Beyond the Orange: Pioneers in a Land of Thirst and Peril by Marius Diemont
My rating: 3 of 5 stars
In May 1844 Frank Bassingthwaighte, a blacksmith turned sailor, was at St Helena Island when Thomas Lawton a trader from Walvis Bay came aboard his ship, and recruited him to work for him and and his partners, so he transferred to the Susan and went back to Walvis Bay with Lawton, whose partners, Ben Dixon and James Morris (erroneously referred to as Thomas Morris in the book), had a contract to supply meat to the British garrison on St Helena.
This book is the story of Frank Bassingthwaightte and his eldest son James, several of whose descendants still live in Namibia today.
Frank Bassingthwaighte married the boss’s daughter — Rebecca Dixon — which did little to advance his career, since they lost the contract a few years later, and the partnership broke up.

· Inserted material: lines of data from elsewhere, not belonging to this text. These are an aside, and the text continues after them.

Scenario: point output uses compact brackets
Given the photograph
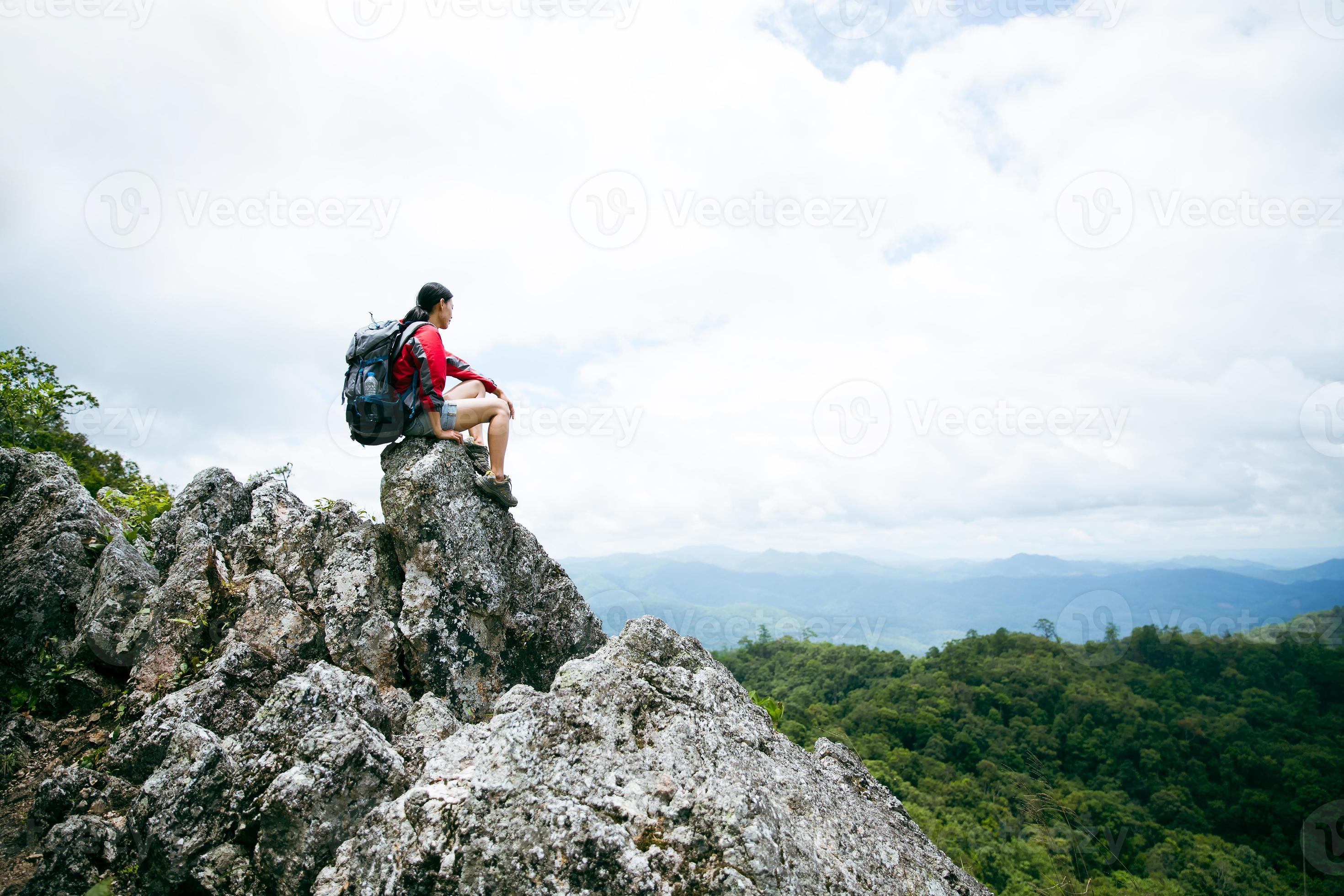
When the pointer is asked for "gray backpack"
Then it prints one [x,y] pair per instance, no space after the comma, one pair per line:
[375,411]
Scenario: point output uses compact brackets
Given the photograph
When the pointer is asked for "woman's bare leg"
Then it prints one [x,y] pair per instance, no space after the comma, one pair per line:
[474,411]
[469,389]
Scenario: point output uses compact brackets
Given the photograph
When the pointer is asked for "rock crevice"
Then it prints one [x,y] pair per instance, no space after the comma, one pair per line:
[319,704]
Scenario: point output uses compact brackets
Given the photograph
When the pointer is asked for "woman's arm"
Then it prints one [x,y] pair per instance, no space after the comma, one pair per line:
[440,433]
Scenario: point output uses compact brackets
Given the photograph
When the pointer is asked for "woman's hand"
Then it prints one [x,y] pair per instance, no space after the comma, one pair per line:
[440,433]
[501,394]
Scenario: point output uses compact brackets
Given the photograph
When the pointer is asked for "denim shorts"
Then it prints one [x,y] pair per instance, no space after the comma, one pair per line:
[421,425]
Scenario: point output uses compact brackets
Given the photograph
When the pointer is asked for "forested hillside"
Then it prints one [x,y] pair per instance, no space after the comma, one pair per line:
[1186,766]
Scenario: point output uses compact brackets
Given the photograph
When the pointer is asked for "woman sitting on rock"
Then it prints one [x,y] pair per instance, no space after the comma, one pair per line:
[467,406]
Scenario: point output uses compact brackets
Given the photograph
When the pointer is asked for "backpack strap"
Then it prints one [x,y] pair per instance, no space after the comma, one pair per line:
[408,332]
[398,347]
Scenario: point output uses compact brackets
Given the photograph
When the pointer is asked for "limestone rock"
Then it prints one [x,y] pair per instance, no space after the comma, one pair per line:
[224,702]
[77,853]
[111,620]
[483,606]
[77,792]
[49,523]
[645,769]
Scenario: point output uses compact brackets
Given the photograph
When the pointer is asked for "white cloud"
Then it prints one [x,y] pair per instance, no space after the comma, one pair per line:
[725,338]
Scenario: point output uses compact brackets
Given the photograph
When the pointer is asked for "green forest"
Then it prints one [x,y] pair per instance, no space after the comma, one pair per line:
[1174,765]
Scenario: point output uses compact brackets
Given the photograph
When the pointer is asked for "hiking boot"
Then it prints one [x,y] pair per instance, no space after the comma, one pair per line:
[501,491]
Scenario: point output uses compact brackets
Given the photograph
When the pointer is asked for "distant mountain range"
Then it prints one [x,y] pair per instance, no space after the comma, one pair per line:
[721,596]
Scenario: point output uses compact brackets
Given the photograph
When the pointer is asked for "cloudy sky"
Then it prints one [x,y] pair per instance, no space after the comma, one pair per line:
[934,277]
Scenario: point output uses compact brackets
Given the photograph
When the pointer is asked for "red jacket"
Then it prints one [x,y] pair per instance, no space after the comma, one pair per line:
[425,352]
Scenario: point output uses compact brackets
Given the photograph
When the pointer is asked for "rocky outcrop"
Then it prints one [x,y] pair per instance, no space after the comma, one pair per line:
[483,606]
[50,528]
[645,769]
[320,704]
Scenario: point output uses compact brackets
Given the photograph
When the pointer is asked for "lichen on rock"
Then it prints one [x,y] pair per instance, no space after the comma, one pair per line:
[314,703]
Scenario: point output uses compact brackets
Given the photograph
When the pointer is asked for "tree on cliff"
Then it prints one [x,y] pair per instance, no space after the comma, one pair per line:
[34,411]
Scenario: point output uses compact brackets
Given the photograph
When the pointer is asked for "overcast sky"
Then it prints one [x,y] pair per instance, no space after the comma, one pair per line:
[760,273]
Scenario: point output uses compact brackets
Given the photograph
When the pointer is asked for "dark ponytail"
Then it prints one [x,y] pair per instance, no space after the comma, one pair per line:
[429,299]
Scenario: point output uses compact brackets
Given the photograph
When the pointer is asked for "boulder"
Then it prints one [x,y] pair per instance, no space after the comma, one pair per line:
[77,792]
[115,619]
[50,531]
[185,809]
[224,702]
[483,605]
[78,853]
[645,769]
[322,704]
[359,597]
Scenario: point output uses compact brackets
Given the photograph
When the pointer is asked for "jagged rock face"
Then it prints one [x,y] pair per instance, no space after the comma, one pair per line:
[483,606]
[645,769]
[48,524]
[302,692]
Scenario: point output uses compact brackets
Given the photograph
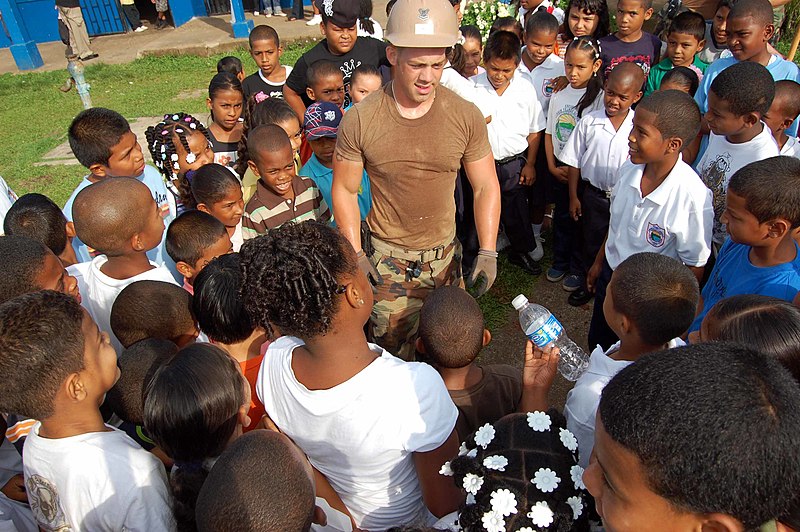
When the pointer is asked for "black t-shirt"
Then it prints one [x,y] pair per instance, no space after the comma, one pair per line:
[366,51]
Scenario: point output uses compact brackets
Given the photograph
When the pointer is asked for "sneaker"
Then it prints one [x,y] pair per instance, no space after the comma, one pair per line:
[572,282]
[554,275]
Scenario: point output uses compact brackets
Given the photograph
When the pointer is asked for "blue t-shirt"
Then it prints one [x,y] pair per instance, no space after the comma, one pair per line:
[323,177]
[155,182]
[734,274]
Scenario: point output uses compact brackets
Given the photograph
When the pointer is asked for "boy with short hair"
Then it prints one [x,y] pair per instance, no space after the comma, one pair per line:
[36,216]
[321,125]
[659,204]
[630,42]
[130,226]
[660,424]
[341,46]
[325,83]
[762,214]
[686,36]
[783,111]
[281,195]
[515,129]
[153,309]
[266,51]
[193,239]
[738,136]
[80,473]
[650,301]
[102,141]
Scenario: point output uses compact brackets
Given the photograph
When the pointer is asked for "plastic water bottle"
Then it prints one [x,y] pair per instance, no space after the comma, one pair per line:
[544,329]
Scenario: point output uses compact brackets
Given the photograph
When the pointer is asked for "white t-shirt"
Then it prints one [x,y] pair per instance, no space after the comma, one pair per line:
[95,481]
[99,291]
[562,115]
[722,159]
[514,114]
[597,149]
[362,433]
[673,220]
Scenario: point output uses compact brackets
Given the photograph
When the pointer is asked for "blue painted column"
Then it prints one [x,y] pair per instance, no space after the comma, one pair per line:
[241,26]
[23,49]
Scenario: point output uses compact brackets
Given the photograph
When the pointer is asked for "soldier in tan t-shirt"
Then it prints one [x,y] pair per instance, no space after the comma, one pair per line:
[412,137]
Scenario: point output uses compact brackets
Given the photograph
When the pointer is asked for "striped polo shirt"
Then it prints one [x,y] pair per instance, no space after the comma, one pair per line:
[267,210]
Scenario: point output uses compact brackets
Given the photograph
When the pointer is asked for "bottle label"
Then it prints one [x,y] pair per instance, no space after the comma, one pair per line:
[547,333]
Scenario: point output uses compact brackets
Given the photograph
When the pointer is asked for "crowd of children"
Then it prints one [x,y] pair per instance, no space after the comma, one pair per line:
[184,345]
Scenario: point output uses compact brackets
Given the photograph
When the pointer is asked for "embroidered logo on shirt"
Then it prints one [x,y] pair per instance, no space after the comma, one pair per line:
[655,235]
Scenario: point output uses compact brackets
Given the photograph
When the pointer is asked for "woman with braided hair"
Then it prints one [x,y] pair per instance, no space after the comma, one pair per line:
[179,145]
[378,428]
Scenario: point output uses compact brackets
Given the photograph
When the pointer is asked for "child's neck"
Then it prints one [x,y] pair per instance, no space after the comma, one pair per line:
[784,251]
[126,266]
[461,378]
[746,134]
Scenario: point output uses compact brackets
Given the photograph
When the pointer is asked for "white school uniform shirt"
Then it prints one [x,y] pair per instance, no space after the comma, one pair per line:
[543,76]
[99,291]
[584,398]
[562,115]
[722,159]
[597,149]
[673,220]
[514,114]
[95,481]
[362,433]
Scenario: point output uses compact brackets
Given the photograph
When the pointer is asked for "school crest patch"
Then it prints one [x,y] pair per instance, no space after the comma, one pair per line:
[656,235]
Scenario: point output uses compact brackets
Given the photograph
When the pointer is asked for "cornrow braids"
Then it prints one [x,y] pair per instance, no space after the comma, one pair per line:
[161,140]
[590,45]
[291,278]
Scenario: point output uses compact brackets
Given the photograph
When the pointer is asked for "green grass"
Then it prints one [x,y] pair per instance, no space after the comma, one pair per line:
[35,115]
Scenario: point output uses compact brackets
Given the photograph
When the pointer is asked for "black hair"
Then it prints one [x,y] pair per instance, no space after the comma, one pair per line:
[191,234]
[151,309]
[191,410]
[689,23]
[767,324]
[41,344]
[262,32]
[741,429]
[591,46]
[292,277]
[760,88]
[683,77]
[502,45]
[269,111]
[770,188]
[759,10]
[541,20]
[218,303]
[161,139]
[675,113]
[526,451]
[592,7]
[106,214]
[658,294]
[94,132]
[507,24]
[37,217]
[230,64]
[137,364]
[258,484]
[451,327]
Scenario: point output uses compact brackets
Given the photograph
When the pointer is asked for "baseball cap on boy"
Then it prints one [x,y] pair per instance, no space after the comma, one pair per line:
[321,120]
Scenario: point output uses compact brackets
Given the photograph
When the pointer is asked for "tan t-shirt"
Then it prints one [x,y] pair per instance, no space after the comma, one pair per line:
[412,163]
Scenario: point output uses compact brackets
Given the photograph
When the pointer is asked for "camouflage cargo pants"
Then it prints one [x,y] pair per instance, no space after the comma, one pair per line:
[398,301]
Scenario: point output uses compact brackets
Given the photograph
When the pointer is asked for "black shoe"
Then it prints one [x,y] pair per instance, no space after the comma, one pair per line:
[579,297]
[524,261]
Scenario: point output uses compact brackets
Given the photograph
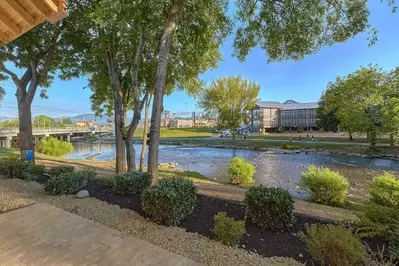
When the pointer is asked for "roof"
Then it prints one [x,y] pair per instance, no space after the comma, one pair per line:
[287,106]
[20,16]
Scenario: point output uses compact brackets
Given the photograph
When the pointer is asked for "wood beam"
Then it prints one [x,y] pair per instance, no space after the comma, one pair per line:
[9,24]
[21,11]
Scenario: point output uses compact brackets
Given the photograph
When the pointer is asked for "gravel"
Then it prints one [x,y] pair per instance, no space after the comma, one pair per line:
[17,193]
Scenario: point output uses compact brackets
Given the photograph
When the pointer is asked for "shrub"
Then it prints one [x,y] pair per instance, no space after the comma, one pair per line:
[170,200]
[333,245]
[325,186]
[58,170]
[90,174]
[54,147]
[227,230]
[132,182]
[241,172]
[269,207]
[37,169]
[289,146]
[385,190]
[66,183]
[14,167]
[393,246]
[377,220]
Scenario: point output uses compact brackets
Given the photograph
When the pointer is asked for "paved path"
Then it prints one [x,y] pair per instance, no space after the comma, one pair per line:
[44,235]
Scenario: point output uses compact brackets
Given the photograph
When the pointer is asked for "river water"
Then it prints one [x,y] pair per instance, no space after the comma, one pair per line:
[283,170]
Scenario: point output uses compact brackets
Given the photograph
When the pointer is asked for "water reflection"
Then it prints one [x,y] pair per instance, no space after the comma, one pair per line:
[283,170]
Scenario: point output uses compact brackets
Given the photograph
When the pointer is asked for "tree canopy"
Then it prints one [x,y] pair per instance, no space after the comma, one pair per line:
[230,98]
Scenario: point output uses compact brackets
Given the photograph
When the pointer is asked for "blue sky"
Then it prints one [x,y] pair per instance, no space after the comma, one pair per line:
[301,81]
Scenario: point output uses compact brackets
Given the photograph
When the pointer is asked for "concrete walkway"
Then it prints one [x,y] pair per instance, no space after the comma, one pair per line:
[44,235]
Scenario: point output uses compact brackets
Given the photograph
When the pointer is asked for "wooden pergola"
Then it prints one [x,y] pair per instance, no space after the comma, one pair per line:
[19,16]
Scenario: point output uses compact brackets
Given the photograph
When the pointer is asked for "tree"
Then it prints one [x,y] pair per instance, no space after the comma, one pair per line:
[41,54]
[191,36]
[326,120]
[359,100]
[230,98]
[42,121]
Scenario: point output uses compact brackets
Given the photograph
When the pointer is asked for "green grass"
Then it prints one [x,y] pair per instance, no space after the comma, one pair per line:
[180,132]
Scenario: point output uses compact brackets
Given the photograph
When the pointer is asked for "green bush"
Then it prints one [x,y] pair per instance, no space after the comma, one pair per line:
[269,207]
[54,147]
[132,182]
[290,146]
[241,172]
[325,186]
[333,245]
[393,246]
[66,183]
[90,174]
[384,190]
[58,170]
[170,200]
[227,230]
[14,167]
[376,220]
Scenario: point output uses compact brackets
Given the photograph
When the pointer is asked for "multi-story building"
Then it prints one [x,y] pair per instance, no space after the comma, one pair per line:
[268,115]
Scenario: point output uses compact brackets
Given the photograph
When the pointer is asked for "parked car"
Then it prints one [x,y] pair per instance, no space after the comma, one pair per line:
[225,133]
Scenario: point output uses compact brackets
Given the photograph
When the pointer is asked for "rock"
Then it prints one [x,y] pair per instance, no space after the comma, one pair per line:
[82,194]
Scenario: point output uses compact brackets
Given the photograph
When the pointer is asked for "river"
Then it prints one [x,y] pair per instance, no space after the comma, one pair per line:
[283,170]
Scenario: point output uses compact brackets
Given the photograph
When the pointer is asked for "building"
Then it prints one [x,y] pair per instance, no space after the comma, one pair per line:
[269,115]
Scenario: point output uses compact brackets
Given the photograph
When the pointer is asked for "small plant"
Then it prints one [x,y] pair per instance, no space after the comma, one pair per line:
[270,208]
[393,246]
[14,167]
[377,220]
[132,182]
[90,174]
[241,172]
[109,182]
[227,230]
[58,170]
[37,169]
[385,190]
[54,147]
[325,186]
[66,183]
[170,200]
[333,245]
[290,146]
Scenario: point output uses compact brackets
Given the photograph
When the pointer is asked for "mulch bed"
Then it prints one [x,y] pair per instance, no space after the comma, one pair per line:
[268,243]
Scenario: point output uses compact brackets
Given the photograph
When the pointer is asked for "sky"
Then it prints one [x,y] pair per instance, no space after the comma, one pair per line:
[301,81]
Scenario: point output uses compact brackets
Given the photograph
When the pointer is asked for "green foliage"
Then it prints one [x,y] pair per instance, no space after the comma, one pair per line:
[227,230]
[290,146]
[269,207]
[58,170]
[333,245]
[393,246]
[325,186]
[37,169]
[376,220]
[132,182]
[14,167]
[230,98]
[54,147]
[241,172]
[170,200]
[90,174]
[66,183]
[384,190]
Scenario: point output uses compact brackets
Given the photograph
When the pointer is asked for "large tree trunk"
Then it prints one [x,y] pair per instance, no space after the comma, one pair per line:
[25,126]
[163,54]
[144,145]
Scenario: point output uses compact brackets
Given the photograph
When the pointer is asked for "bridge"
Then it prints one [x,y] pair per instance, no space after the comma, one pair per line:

The Dixon family moved to the Northern Cape, where they had a farm, and the Bassingthwaightes also lived there for part of the time, and young James stayed with his grandparents until he was 9 years old, and then went back to Namibia to join his parents, and found himself kept busy working as a herdboy, wagon driver and various other jobs.
The Bassignthwaightes were sometimkes farmers, sometimes traders, and sometimes hunters, but their hard work did not make them rich, and they had long thirsty treks through the semi-desert country of the Northern Cape and Namibia with little to show for it except dead oxen and horses that had died of thirst.
Towards the end of his life Frank was infirm and could not do much, but he still travelled around with his son, apparently loving the wandering nomadic life.
James Bassingthwaighte married Philipina Von Schlicht — according to her father she was marrying beneath her — and they had several children. She died young, and James brought up his family as a single parent. The Germans took over Namibia, and the Bassingthwaightes lost the family farm at Neuheusis because they lived in such remote areas that they did not hear of the regulation requiring them to register it until it was too late.
In the First World War the South Africans invaded and took over from the Germans, and threatened to intern James Bassingthwaighte as an enemy alien. They asked his nationality and he replied, “I am the son of an Englishman, born in this country. During my life I have lived under the rule of Hottentots, Hereros and Germans. I don’t know what I am, but perhaps you bcan tell me.”
It’s an interesting story of hard lives, well told.
That’s the end of the review on Good Reads, but there are a few things to be added. The James Morris referred to above was the brother of my wife Val’s great great great grandmother Frances Morris, who married Frank Stewardson (also mentioned in the book as having been mauled by a lion). The book was recommended to me by another descendant of the Stewardson/Morris family, Jean Mary Gray, when I mentioned to her that we were hoping to visit the Northern Caspe later in the year to see some of the places these ancestors passed through in their travels. It turned out that the publisher, Gabriel Athiros, is a mutual Facebook friend, and he very kindly sent us a copy of the book free of charge.
I noted that there are a couple of inaccuracies in the names in the book, but that is not surprising. It took us more than thirty years of family history research before we found out the first names of Francis and Frances Stewardson, and we are still trying to sort out the Morris family. We do know that the partner of Ben Dixon and Thomas Lawton was James Morris, not Thomas, though his father was Thomas, and he had a brother and two nephews named Thomas. One of the nephews may have taken over the business after the partnership dissolved.